Attrition risk: The company has identified customers with a high attrition risk and is using AI tools to mitigate this, but it remains a potential challenge.
Safety and mental health: While the company emphasizes safety and mental health, any lapses in these areas could adversely impact operations and employee well-being.
Revenue Expectations: Full year net revenues are expected to be between $7.825 billion and $7.925 billion, representing reported revenue growth of 12% to 13% and organic growth of 7% to 8% for 2025.
Adjusted EBITDA: Full year adjusted EBITDA is projected to be between $1.015 billion and $1.045 billion, representing approximately 15% growth at the midpoint and exceeding the previously stated 2025 goal of 13% adjusted EBITDA margin.
Capital Expenditures: Capital expenditures for 2025 are expected to be approximately $100 million.
Free Cash Flow: The company anticipates finishing 2025 with approximately 75% adjusted free cash flow conversion, with the fourth quarter being the strongest due to seasonality.
Long-Term Financial Targets: The company aims to achieve $10 billion in net revenues, 16%+ adjusted EBITDA margin, and 60%+ of revenues from inspection, service, and monitoring by 2028, along with $3 billion+ cumulative adjusted free cash flow through 2028.
M&A Activity: The company plans to deploy approximately $250 million in bolt-on M&A at attractive multiples in 2025, with a robust pipeline including fire protection, electronic security, and elevator services opportunities globally.
Market Trends and Business Segments: The company sees strong momentum in its inspection, service, and monitoring business, with a record backlog and continued growth in North America. It is also focusing on high-tech project opportunities that are margin accretive and provide long-term recurring revenue.
opportunistic share repurchase: The company has stated that one of its long-term capital deployment priorities is opportunistic share repurchase. This indicates that the company is open to buying back its own shares when it deems the timing and conditions to be favorable.

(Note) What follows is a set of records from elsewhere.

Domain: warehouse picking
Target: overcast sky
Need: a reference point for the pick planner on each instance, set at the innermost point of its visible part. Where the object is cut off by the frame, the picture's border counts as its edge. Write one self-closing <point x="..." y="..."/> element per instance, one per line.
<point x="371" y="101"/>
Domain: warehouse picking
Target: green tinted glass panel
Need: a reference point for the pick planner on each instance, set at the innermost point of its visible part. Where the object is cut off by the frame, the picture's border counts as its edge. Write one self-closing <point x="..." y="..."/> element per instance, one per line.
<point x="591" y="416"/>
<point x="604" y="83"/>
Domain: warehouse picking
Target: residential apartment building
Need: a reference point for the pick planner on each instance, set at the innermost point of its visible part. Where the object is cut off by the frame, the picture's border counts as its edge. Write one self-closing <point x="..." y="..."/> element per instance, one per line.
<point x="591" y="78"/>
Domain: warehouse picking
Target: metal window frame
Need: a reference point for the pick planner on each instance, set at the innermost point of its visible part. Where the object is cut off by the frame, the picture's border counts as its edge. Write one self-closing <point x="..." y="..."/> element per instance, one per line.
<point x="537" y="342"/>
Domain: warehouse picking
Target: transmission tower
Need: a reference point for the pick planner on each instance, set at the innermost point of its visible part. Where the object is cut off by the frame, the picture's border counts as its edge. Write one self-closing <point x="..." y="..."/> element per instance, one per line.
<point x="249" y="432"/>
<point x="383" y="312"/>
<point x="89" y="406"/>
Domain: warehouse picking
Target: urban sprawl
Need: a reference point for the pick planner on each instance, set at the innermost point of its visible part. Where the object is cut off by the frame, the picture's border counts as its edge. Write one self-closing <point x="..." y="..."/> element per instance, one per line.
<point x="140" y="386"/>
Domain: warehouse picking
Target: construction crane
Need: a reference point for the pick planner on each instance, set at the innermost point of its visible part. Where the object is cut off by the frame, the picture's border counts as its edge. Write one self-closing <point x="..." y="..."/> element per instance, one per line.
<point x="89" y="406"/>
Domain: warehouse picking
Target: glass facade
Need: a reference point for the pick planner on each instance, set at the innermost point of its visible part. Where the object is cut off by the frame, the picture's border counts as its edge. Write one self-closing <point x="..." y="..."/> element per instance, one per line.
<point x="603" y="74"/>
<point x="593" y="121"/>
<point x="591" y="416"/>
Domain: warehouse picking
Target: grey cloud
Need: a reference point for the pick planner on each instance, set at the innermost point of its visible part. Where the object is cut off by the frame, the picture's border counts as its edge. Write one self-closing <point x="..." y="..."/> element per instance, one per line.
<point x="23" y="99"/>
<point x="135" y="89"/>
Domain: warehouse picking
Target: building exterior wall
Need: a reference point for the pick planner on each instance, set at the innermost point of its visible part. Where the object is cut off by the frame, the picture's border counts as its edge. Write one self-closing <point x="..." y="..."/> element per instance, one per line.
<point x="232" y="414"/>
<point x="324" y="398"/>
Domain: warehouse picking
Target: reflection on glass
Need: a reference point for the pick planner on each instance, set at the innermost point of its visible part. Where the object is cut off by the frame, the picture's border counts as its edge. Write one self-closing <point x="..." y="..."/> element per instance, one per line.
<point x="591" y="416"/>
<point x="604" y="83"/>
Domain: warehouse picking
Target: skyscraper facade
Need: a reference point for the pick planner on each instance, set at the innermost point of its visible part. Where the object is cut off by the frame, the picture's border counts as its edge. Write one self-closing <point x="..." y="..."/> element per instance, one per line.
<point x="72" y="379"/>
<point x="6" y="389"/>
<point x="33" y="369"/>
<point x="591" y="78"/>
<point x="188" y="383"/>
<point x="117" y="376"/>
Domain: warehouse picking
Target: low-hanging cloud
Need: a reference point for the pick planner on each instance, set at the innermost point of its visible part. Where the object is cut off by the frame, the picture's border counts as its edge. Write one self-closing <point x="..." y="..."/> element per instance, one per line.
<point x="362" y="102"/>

The earnings call summary indicates increased revenue and EBITDA guidance, strong M&A pipeline, and high retention rates, suggesting positive business prospects. The Q&A section further supports this with optimistic management responses on growth sustainability and margin expansion. Despite some vague answers, the overall sentiment is positive with strategic focus on growth and profitability.

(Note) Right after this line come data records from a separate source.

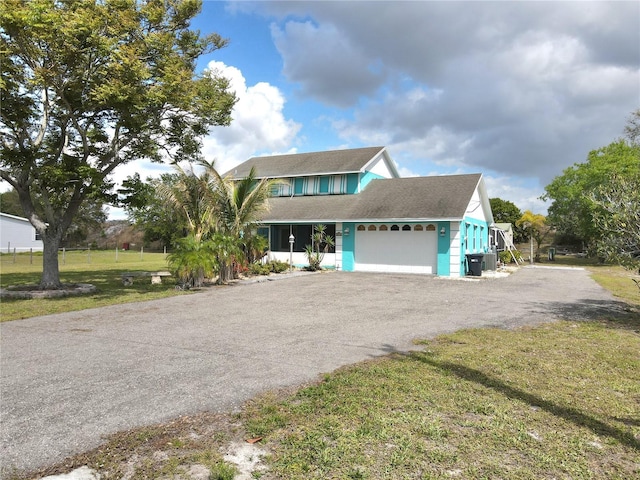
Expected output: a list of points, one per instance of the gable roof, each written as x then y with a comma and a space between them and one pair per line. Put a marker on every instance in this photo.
313, 163
402, 199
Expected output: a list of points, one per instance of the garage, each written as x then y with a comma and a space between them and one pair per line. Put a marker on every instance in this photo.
400, 248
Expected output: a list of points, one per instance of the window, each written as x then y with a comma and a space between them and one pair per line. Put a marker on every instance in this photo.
302, 233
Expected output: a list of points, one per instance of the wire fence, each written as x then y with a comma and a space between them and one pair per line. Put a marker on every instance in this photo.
75, 256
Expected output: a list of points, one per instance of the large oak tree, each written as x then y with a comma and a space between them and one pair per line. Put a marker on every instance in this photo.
88, 85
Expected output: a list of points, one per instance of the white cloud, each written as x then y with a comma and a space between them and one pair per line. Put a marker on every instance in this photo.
518, 88
258, 127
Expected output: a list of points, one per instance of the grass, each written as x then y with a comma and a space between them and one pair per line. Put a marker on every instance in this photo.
99, 268
532, 403
556, 401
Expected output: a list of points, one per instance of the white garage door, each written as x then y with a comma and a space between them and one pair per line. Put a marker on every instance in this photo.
396, 248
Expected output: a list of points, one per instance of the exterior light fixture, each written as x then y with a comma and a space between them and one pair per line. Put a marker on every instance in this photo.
291, 240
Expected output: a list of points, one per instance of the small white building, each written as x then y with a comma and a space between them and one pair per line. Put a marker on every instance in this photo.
18, 233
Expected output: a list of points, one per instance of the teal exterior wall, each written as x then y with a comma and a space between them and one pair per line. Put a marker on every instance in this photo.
324, 184
348, 247
474, 238
444, 250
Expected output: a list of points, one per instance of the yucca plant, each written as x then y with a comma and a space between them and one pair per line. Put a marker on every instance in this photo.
320, 244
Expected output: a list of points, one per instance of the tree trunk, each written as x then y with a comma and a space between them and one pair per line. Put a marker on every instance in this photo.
50, 269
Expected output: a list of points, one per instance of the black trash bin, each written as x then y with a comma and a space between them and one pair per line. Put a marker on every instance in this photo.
474, 261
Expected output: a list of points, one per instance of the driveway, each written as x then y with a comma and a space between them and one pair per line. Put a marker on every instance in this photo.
68, 379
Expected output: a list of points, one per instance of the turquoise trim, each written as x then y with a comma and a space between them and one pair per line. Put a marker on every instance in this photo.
472, 229
324, 185
348, 247
444, 250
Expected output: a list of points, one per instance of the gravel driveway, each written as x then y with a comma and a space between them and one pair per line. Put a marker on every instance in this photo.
68, 379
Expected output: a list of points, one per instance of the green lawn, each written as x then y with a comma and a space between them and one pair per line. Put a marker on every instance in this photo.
100, 268
559, 401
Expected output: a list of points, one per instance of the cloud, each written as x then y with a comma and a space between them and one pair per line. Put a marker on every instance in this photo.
336, 73
258, 123
522, 89
258, 127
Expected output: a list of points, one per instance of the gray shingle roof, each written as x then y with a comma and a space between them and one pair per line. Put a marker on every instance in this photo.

APi Group's earnings call reveals strong financial metrics, optimistic guidance, and strategic growth plans, including M&A and market expansion. The Q&A session supports this with positive analyst sentiment and robust performance in key segments. Despite some unclear responses, the overall outlook is positive, with expected revenue growth and margin improvement. The company's strategic initiatives and disciplined approach to acquisitions further bolster confidence, suggesting a likely positive stock price movement over the next two weeks.
All transcripts are sourced directly from the official live webcast or the company’s official investor relations website. We use the exact words spoken during the call with no paraphrasing of the core discussion.

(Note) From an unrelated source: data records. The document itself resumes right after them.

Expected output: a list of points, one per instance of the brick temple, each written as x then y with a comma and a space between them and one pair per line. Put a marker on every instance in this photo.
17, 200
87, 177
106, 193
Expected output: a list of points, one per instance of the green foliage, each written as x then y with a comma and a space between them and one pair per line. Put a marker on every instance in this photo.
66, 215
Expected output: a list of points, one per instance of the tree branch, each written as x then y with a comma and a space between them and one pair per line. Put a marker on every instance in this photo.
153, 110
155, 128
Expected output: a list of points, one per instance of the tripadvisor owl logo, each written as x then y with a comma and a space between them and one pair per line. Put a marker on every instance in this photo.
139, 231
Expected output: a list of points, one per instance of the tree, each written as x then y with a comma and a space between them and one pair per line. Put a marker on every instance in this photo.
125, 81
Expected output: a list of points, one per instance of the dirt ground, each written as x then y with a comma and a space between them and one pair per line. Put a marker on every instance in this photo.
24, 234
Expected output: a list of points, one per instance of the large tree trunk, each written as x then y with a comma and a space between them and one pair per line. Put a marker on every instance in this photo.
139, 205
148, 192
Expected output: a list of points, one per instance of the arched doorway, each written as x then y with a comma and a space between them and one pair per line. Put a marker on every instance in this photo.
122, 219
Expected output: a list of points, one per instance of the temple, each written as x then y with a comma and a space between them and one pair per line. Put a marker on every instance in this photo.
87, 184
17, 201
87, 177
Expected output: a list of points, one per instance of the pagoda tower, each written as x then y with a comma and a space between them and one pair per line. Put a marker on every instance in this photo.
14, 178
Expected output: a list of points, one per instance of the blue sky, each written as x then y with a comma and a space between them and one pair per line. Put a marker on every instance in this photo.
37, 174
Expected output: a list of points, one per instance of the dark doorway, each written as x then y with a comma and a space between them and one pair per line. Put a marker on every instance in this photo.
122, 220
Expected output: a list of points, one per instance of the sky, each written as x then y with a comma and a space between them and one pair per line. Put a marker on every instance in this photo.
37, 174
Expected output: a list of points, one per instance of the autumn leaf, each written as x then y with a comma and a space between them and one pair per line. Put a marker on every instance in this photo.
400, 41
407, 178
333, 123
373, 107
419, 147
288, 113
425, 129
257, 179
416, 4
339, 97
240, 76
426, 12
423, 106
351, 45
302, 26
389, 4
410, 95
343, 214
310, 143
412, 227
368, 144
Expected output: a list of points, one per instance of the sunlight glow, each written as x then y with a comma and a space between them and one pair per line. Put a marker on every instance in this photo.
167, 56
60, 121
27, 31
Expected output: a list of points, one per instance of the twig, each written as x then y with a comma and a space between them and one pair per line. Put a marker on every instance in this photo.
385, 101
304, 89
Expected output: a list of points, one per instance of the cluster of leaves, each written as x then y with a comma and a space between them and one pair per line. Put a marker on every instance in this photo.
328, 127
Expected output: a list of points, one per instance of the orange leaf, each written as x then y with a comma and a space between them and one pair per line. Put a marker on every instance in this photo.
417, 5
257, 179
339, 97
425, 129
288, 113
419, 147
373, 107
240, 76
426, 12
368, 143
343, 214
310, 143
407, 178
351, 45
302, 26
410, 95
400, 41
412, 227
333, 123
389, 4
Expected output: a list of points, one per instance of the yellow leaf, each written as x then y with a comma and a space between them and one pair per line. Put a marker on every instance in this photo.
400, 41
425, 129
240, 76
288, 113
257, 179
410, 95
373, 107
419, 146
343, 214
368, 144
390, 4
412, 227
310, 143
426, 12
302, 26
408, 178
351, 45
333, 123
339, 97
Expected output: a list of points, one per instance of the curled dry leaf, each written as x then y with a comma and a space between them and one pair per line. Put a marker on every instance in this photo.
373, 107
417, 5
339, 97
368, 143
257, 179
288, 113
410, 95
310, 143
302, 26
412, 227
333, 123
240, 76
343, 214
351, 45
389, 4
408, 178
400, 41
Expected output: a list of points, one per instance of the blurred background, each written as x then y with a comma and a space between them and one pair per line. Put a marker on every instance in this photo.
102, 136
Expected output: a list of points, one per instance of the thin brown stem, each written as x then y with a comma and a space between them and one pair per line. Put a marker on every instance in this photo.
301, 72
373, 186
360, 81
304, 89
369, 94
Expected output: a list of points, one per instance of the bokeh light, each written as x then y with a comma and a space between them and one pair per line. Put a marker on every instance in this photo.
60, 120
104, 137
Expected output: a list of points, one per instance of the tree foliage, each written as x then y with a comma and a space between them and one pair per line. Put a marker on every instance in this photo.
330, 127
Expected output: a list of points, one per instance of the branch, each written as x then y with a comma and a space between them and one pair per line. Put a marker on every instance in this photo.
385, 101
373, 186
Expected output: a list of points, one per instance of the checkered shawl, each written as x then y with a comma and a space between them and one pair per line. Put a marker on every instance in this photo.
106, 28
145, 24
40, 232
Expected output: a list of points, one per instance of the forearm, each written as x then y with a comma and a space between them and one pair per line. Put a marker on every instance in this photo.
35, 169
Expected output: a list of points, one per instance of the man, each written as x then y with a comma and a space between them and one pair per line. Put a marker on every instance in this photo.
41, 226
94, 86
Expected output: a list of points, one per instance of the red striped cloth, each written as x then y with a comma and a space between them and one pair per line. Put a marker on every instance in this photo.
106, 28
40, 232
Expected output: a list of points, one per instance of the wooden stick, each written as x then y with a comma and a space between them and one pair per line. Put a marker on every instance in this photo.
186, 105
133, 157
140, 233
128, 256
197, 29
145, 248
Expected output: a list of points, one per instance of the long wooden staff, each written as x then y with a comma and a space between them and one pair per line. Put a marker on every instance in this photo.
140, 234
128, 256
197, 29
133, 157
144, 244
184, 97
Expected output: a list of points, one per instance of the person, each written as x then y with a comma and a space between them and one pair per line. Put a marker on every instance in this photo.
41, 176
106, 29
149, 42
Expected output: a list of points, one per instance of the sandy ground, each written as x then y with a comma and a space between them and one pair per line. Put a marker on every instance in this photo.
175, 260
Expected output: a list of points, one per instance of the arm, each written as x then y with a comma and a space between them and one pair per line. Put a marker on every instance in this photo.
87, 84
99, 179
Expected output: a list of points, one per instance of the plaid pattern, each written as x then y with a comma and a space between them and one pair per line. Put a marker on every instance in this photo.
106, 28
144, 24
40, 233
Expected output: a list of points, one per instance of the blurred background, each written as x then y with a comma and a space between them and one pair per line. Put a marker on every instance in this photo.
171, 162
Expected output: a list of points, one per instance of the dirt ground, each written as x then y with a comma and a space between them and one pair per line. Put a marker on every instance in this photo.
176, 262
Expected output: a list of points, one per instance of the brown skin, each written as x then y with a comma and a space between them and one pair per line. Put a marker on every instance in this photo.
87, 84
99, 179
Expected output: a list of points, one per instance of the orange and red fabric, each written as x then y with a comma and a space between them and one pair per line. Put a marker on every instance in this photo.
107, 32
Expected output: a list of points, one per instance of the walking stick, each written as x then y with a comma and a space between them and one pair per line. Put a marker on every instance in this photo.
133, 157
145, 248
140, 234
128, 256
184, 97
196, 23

Full verbatim transcripts are typically published within 4–12 hours after the call ends. Same-day availability is guaranteed for all S&P 500 and most mid-cap companies.
No material content is ever changed or summarized in the “Full Transcript” section. We only correct obvious spoken typos (e.g., “um”, “ah”, repeated 10 times”, or clear misspoken ticker symbols) and add speaker names/titles for readability. Every substantive sentence remains 100% as spoken.
When audio quality is poor or multiple speakers talk over each other, we mark the section instead of guessing. This ensures complete accuracy rather than introducing potential errors.
They are generated by a specialized financial-language model trained exclusively on 15+ years of earnings transcripts. The model extracts financial figures, guidance, and tone with 97%+ accuracy and is regularly validated against human analysts. The full raw transcript always remains available for verification.